Deploying Rails project to Heroku

First of all, set up the Heroku Toolbelt. It is required for all the communications with the server.

The first step of communication with the Heroku servers is logging in. Just run heroku login and provide your credentials when asked.

Then, you need to create your application or go to the folder where it is located and tune it a bit. Tuning is divided into the following steps:

  • tuning the Gemfile to include the required gems
  • fixing the database.yml configurations
  • setting the server to handle static assets correctly

But let’s create out application on the Heroku servers first: heroku create [app_name]. If application name is not provided directly - it will be generated automatically.

Now, our application needs two gems to be included for the production gems’ group:

group :production do
    gem 'pg'
    gem 'rails_12factor'
    gem 'puma'
end

The third gem is used as a webserver instead of WebRick, which is default (puma is much, much faster!). The second one is required by Heroku. And the first one is used for PostgreSQL connectivity. If you do not wish to use database - skip it and a few next paragraphs.

Then, let’s add the database support for our application. It’s done simply, running

heroku addons:add heroku-postgresql:hobby-dev

Note: Heroku does not support sqlite since some times. This means you are forced to use either PostgreSQL or no database at all (yes, it’s possible! Yet, it works for simple or static web applications only…). You may want to change this if you would pay for your account. But this tutorial covers only free side of the Heroku deployment.

Now, there are two ways to set database connection options in Rails:

  1. set them directly at config/database.yml file
  2. set the environment variable DATABASE_URL

We will cover both cases. For the first one, you will need this section within your database.yml file:

production:
    adapter: postgresql
    encoding: unicode
    pool: 5
    url: URL_GOES_HERE

I will show how to get the <URL_GOES_HERE> value in a second. Just keep in mind to replace it with the correct value.

The second option, the environment variable, is set via the Heroku Toolbelt (did I tell you, it is used for almost every deploy operation you will perform?).

First you take the database URL from Heroku server:

heroku config | grep HEROKU_POSTGRESQL

Then, you copy the value you got (it starts with postgres://) and run the following:

heroku config:set DATABASE_URL=URL_GOES_HERE

Now let’s set our application to serve static assets. It is handy, because it is the easiest way to send images, stylesheets and javascripts to clients. Go to the config/environments/production.rb and change both config.serve_static_assets and config.assets.compile to true.
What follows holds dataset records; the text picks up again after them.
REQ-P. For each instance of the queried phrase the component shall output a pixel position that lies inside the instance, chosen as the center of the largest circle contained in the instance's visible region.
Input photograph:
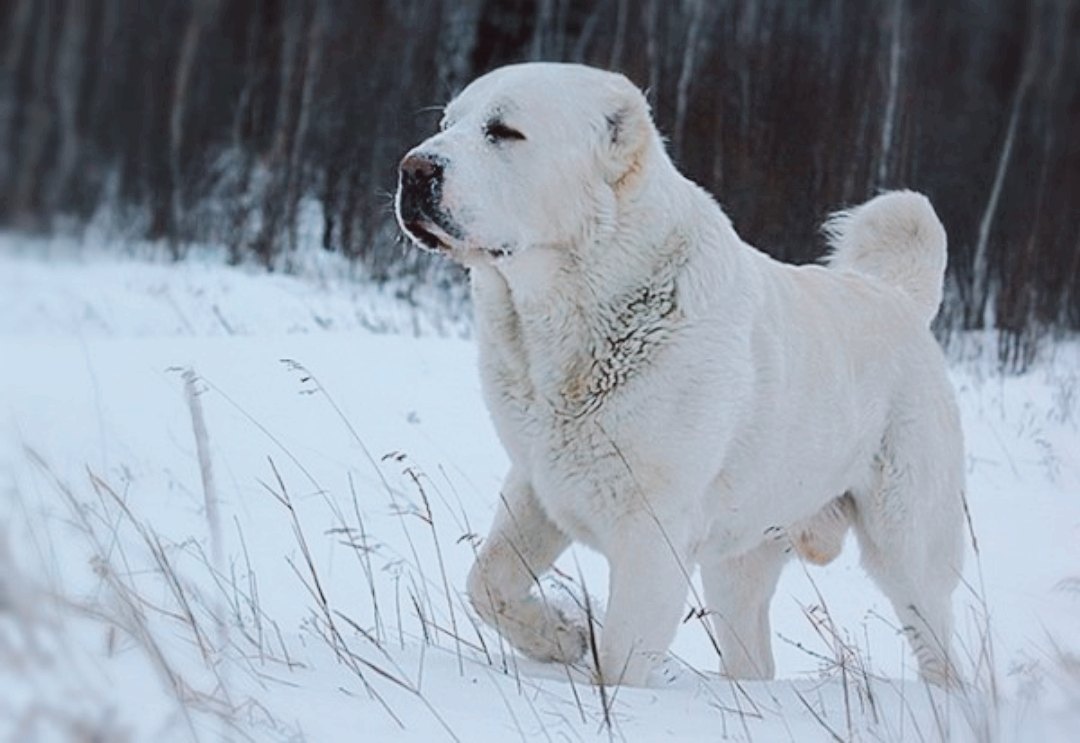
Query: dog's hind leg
(909, 529)
(650, 577)
(522, 545)
(738, 591)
But beware: if your app/assets files directory contains files of other extensions than Rails’ Sprockets understands - Rails (and Heroku, particularly) will try to precompile them. And that may cause many troubles. You are recommended either to “teach” Sprockets to skip or precompile those files, or you should exclude them from project before deploying to Heroku.

And the last two steps separate us from our goal: first, you should push your project to Heroku’ Git repository, it created for you with the application (You do not use Git yet?! How dare you?!..).

Now, if you use database, run migrations with heroku run rake db:migrate.

And, finally, see your application running in the browser: heroku open.

Note: if you are using some assets from the outer web (GoogleFonts, for example) and are seeing your website through the https protocol, you should replace all those assets’ URL protocols with https too.